Set in New York City, a Detective, (Hungry for a promotion), Goes After a Bank Robbery in Progress. Co-Stars Clive Owen, Jodie Foster, and Christoper Plummer.
Director Spike Lee takes his audience on another roller coaster action thriller ride in the movie, The Inside Man. An ambitious police detective, Keith Frazier (Denzel Washington) is dispatched to a bank robbery in progress. The leader, Dalton Russell (Clive Owen) holds over twenty hostages in the bank, negotiating his way to pulling off the perfect robbery. Meanwhile, a slick negotiator (Jodie Foster) appears on the crime scene to protect one man’s dark secret in his security deposit box that he insists remains hidden.
Denzel Washington portrays Frazier as a good cop; a hard hitting detective, but hungry enough to cut a deal with the mayor for an overdue promotion. In this film, his nemesis Dalton pulls off a terrorizing bank robbery with relatively calculated ease. The robbery is not out of need, but simply to show that he can break into a large bank. However, underneath his mask is an ulterior motive.
Both Washington and Owen play their roles well which draw the audience in. Foster, the suave negotiator is the third character who stirs things up. Between her connections and duplicitous ways, Foster creates a character worth watching throughout.

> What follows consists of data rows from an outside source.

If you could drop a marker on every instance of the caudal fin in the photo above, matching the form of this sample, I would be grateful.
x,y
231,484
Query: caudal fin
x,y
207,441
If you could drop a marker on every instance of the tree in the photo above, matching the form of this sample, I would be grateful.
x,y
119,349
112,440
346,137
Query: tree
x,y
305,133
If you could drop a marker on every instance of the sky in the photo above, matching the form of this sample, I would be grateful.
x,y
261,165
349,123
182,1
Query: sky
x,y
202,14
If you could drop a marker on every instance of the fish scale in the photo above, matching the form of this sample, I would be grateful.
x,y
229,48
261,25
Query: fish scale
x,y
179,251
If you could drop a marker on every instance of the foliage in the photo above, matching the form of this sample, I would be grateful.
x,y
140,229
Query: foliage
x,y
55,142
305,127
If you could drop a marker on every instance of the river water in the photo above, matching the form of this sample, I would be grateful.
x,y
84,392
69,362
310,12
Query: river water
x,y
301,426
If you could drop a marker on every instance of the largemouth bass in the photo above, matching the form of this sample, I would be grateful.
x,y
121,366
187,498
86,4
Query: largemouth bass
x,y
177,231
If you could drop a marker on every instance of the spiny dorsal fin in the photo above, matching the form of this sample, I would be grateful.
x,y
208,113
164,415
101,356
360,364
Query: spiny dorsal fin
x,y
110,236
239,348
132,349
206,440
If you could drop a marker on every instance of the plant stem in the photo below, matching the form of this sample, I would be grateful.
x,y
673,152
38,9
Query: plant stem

Among the three, a cop, a criminal, and a savvy negotiator—trust runs thin. While each actor develops his character at his own pace, it is Washington`s character which undergoes the fullest evolution. The character`s conflicting agendas spark change in Owen’s character. Foster remains the one least affected.

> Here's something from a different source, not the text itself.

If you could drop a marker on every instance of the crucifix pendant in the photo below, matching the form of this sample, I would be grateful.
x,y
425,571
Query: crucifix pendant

The Manhattan Trust Bank contains a huge vault. Dalton and his accomplices hold over 20 hostages. They are forced to strip down to their underwear and wear uniforms so they would be unidentifiable to the police. They also had to wear masks. The thieves and hostages look no different from each other.
No hostages are killed. Rather, one is let out at a time. Finally, when the police are ready to storm the bank, the thieves let them in. Meanwhile, the thieves leave unnoticed and get away. The police interrogate the hostages and no one is the wiser because throughout the ordeal, everyone`s faces were covered.

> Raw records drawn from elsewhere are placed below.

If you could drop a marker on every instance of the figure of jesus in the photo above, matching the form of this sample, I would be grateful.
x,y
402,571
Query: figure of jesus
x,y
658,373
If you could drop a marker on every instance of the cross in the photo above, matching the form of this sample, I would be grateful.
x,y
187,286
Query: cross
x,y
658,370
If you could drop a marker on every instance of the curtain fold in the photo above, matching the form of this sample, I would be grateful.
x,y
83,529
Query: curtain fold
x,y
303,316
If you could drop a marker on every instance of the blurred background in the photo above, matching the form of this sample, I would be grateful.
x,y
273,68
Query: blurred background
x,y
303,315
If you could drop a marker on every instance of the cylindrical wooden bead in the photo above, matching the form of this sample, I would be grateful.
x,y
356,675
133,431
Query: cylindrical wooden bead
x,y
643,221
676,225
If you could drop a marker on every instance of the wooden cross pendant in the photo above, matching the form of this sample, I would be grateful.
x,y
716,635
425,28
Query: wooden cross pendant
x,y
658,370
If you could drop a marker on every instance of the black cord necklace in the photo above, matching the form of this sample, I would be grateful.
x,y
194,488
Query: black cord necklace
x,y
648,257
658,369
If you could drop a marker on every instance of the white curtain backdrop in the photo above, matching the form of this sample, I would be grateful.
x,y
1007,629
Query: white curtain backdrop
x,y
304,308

The end result is that the robbery appears as though it had never taken place. The police didn’t want to pursue it. Frazier (Washington) is already being promoted because of the deal he made with the Mayor.
This is an action packed drama without much room for philosophical discussion. Like in Zimbardo’s experiment of the prisoners and wardens, the thieves used the uniforms to their own purposes with one goal in mind. However, they did not forget who they are. The thieves orchestrate all motions and actions with great forethought. The leader, Dalton (Owen) leaves his audience on a tightrope. They are not quite sure if he is the evil gangster they should be really worried about. In this film, Lee has once again illustrated that the world’s uncertainties are not black and white, rather shades of gray.